Comparative Example 1 The same 350 as in Example 1
A GaN wafer having a diameter of μm is polished to have a thickness of 300 μm, and the GaN wafer is set on a table of a scriber in the same manner as in the embodiment. -Similarly to Example 1, the GaN layer is scribed 5 times at a pitch of 350 μm to form a grid-like scribe line. Similarly, when making a chip of 350 μm square,
The crack was irregularly cracked from a place different from the scribe line, and some cracked and non-cracked from the scribe line, and the yield was only 40%.

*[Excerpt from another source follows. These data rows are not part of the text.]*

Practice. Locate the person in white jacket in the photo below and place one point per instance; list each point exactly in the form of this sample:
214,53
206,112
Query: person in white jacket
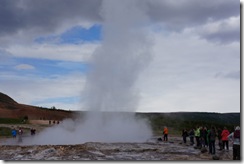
235,137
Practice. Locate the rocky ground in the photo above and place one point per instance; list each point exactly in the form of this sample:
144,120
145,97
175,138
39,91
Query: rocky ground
152,150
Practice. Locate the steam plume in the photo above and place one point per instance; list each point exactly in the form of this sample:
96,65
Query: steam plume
112,97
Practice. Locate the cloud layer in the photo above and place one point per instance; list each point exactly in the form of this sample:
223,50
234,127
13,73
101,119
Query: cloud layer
195,64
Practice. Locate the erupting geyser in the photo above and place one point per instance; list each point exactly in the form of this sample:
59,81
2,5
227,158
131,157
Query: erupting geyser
112,98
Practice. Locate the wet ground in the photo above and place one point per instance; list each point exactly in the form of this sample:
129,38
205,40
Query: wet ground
151,150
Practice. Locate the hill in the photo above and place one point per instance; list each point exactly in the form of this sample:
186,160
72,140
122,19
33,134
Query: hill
9,108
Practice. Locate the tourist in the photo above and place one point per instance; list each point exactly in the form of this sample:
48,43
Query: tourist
184,135
212,136
224,138
165,133
197,136
14,133
205,140
20,132
235,136
191,135
220,139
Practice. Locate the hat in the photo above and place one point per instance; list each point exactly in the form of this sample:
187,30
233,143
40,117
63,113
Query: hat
237,128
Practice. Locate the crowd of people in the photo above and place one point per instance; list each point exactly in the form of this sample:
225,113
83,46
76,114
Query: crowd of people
204,137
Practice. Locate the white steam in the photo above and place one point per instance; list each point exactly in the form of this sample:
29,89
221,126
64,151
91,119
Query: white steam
115,67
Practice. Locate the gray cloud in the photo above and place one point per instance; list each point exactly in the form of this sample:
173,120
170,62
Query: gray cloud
180,14
231,75
44,15
48,15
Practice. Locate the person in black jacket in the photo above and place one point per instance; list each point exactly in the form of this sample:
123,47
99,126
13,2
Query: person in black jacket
212,136
184,135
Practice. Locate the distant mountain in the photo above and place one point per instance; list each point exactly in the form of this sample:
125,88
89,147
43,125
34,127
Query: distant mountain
9,108
188,120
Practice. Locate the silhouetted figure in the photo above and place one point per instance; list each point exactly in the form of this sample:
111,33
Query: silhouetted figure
235,136
212,136
165,133
191,135
224,136
184,135
14,133
20,132
219,131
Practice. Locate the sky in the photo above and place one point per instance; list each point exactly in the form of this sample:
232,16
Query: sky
190,49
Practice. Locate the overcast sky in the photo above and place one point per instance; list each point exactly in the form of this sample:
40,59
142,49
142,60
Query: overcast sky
46,49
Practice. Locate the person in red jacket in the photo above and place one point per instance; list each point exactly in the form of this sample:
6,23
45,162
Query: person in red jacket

[Comparative Example 2] The same as Example 1, 350 μm
Blade rotation speed of 3 GaN wafer using dicer
When a chip of 350 μm square was cut under the conditions of 0000 rpm and a cutting speed of 0.3 mm / sec, countless cracks were generated on the cutting line and the yield was 20% or less.

[0020]

As described above, according to the cutting method of the present invention, a gallium nitride-based compound semiconductor wafer, which has hitherto been cut only by a dicer because it does not have cleavability, can be cut with a good yield. Also, compared to cutting with a dicer, the dicer scrapes and cuts the wafer by rotating the blade, whereas the scriber scratches the front surface, the back surface, etc. of the wafer and only cracks from that place. The work process time is short, and because the blade of the scriber is very thin compared to the blade of the dicer,
By cutting off a small volume when cutting,
When obtaining small-sized chips, the yield per unit area is also improved.

As described above, the thickness of the substrate is 100 to 250 μm.
By adjusting to m, the chip can be cut into chips with a yield of 90% or more by scribe, and the yield rate can be further improved by inserting a scribe line of 10% or more.

[Brief description of drawings]

FIG. 1 is a perspective view showing a schematic cross section of a chip obtained according to an embodiment of the present invention.

[Explanation of symbols]

 1-Sapphire substrate 2-n-type GaN layer 3-p-type GaN layer

Claims (3)

[Claims] 1. A general formula Ga _X Al _1-X on a sapphire substrate.
Ga _X Al _1-X N represented by N (0 ≦ X ≦ 1) (0 ≦ X ≦
1) In a method of cutting a wafer in which a compound semiconductor is laminated into chips, the sapphire substrate has a thickness of 100 to 250 μm,
Further, the gallium nitride-based compound semiconductor wafer is cut by scribing the substrate side, the gallium nitride-based compound semiconductor layer side, or both sides of the wafer. 2. The method for cutting a gallium nitride-based compound semiconductor wafer according to claim 1, wherein the scribe depth is 10% or more of the thickness of the sapphire substrate. 3. The method for cutting a gallium nitride-based compound semiconductor wafer according to claim 1, wherein the sapphire substrate of the cut chips is scribed so that the length of the shortest side of the sapphire substrate is longer than the thickness of the substrate.